\It is worth remembering that investment prospects are not all pessimistic. Stock market valuations around the world have fallen since the beginning of the year, so at least some of the bad news about inflation, interest rates and slowing growth has already been reflected in stock prices.
If economic news and corporate updates do not exceed expectations, or at least worsen, over the next few months, the market is expected to gain additional vitality.
It is encouraging that the U.S. job market is strong, not suitable for a deep recession. Meanwhile, households can prepare for the coming months with a relatively robust financial structure left by the pandemic 4.

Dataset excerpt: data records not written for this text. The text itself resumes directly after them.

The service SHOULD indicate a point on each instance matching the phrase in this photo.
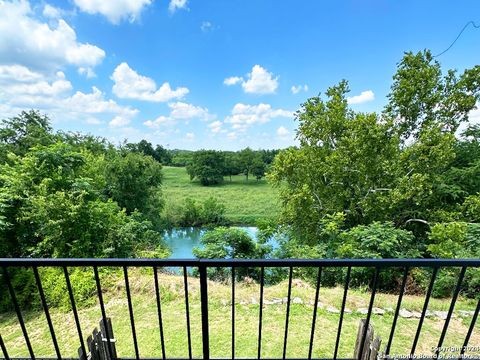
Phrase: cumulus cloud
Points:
(283, 132)
(296, 89)
(233, 80)
(131, 85)
(26, 41)
(206, 26)
(244, 116)
(259, 81)
(365, 96)
(22, 88)
(216, 127)
(115, 11)
(185, 111)
(175, 5)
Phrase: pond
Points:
(182, 240)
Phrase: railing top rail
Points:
(380, 263)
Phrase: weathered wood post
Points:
(371, 346)
(97, 344)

The market rally, which began in July, shows how quickly investor sentiment can change, and it is worth considering when all investors manage their portfolios in uncertain times. No investor would welcome selling stocks ahead of an unexpected big rally.
The distributed investment portfolio provides the confidence you need to avoid this situation. After all, the key to a successful long-term investment strategy is to withstand short-term fluctuations and jump on growth over time.
So, there’s no reason to be pessimistic over your investment during recession.
The tech-heavy U.S. Nasdaq entered a bullish market. You didn’t read it wrong. U.S. technology stocks, which lead the global stock market, rose 20% after entering the bear market in June, and now have entered the bear market rally and entered the bullish market at all.1. With the U.S. economy already technically in recession, and other countries likely to enter recession soon, it may seem a little strange. But what’s important is that the recession and the stock market are different. There is ample room for decoupling with each other in the short term.